В Гензане мы захватили как военный трофей шхуну. Война закончилась. Акустическая шхуна японского флота. Под военным флагом была, значит, трофейное военное имущество.
Отряд выполнил свои задачи. Шхуну надо было загрузить, чтобы пустую не гонять. И мы погрузили на нее два легковых автомобиля, натаскали кучу продуктов с интендантских складов – несколько мешков риса, консервы, две бочки с вином французским. Первый раз нам разрешили взять все, что мы хотим.
– А японцев при захвате на шхуне уже не было?
– Я не участвовал в данной операции. Я помню, что нам было приказано загрузить продукты. И мы доставили их туда.
А вот трофей, что я с Дальнего Востока привез, – готовальня. Она мне 30 лет служила, когда я конструктором работал. Это единственный случай, когда мы брали трофеи и нам разрешили взять.
– А оборудование на этой шхуне?
– Оборудование на этой шхуне было в нормальном состоянии. Правда, когда мы вышли в море, что-то с моторами случилось, но у нас механики соображающие. Короче говоря, мы эту шхуну привели на остров Русский со всем отрядом. И нас не пускают. Оказывается, мы, не зная полей минных, пришли. Семен Агафонов остался дежурить, а весь отряд остался отдыхать. И в это время нагрянула группа интендантов, все описали. Все машины сдали. У нас конфисковали и все продукты.
Андрей Залевский.
– А вот эти – это же ваши все фотографии?
– Да. Это вот Андрей Залевский, он жил в Хабаровске и в 1992 году прислал мне письмо с просьбой подтвердить, что он был ранен, – для военной пенсии. Я выполнил просьбу и в военкомате заверил соответствующую бумажку. Тогда мы на торпедных катерах выходили и атаковали немецкий караван. Во время атаки снаряд попал в бак с дымзавесой. Вылилась химия на палубу, ребята сидели внизу, не поняли, что происходит. 8 человек у нас пострадало, двух демобилизовали.
Виктор Карпов.
Когда появились большие хорошие катера, катерники могли себе позволить и разведывательные операции, и поиски самостоятельно. На катер брали по отделению разведчиков. А вот что случилось в другом выходе на свободную охоту, тоже в 44-м году. Два катера пошли в атаку, третий прикрывал. Командиром на одном катере был Шленский, на втором – Лихоманов. Молодые ребята, старшие лейтенанты. Лихоманов – молодой русый парень, как сейчас помню. Я был у него на катере во взводе Никандрова. Поставили дымовую завесу и вошли. Трассирующие пули вокруг. Это надо видеть. И вдруг бух, снаряд попал, Лихоманов без головы.

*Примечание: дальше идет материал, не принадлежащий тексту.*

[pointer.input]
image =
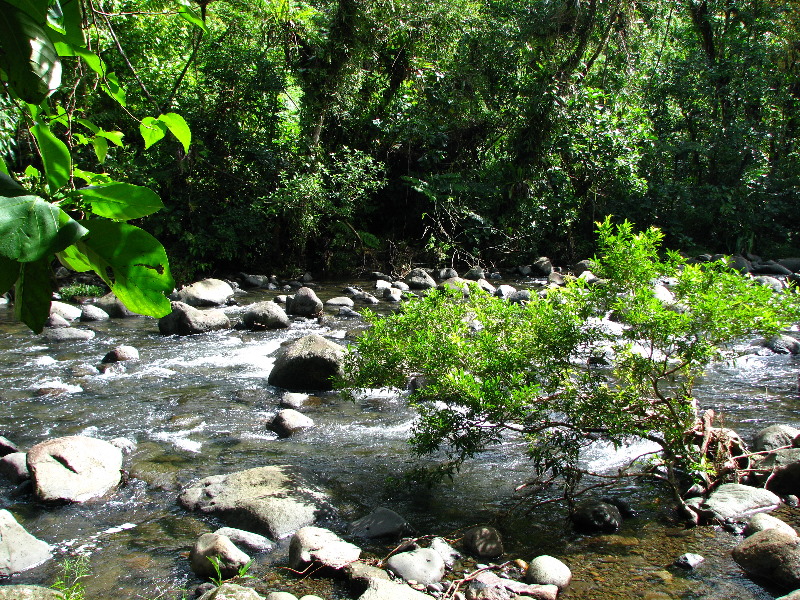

Кто-то схватил штурвал. И тут мне Никандров кричит:
– Пашка, в турель.
Оказывается, и боцмана за турелью тоже убило.
А мне боцмана не поднять, не вытащить из турели.
Молниеносная операция, но выпустили торпеды неудачно, одна мимо прошла, а вторая попала в нос сторожевику – он подставился. Немецкие корабли охранения защищали транспорта и тоже подставляли свои корабли. По-честному, я был свидетелем.
Шленский потом орденов нахватал, а у Лихоманова так служба закончилась.
– Во время войны фотографирование не поощрялось. А у вас как с этим было?
– В составе отряда была большая группа фотографов. Витя Карпов был и фотографом, и моим другом, а это значит, что все, что было у Вити, было и у меня. Конечно, фотографии, которые привозили с операции, не раздавали. То, что снималось, – это в свободное от работы время, и это всегда было можно.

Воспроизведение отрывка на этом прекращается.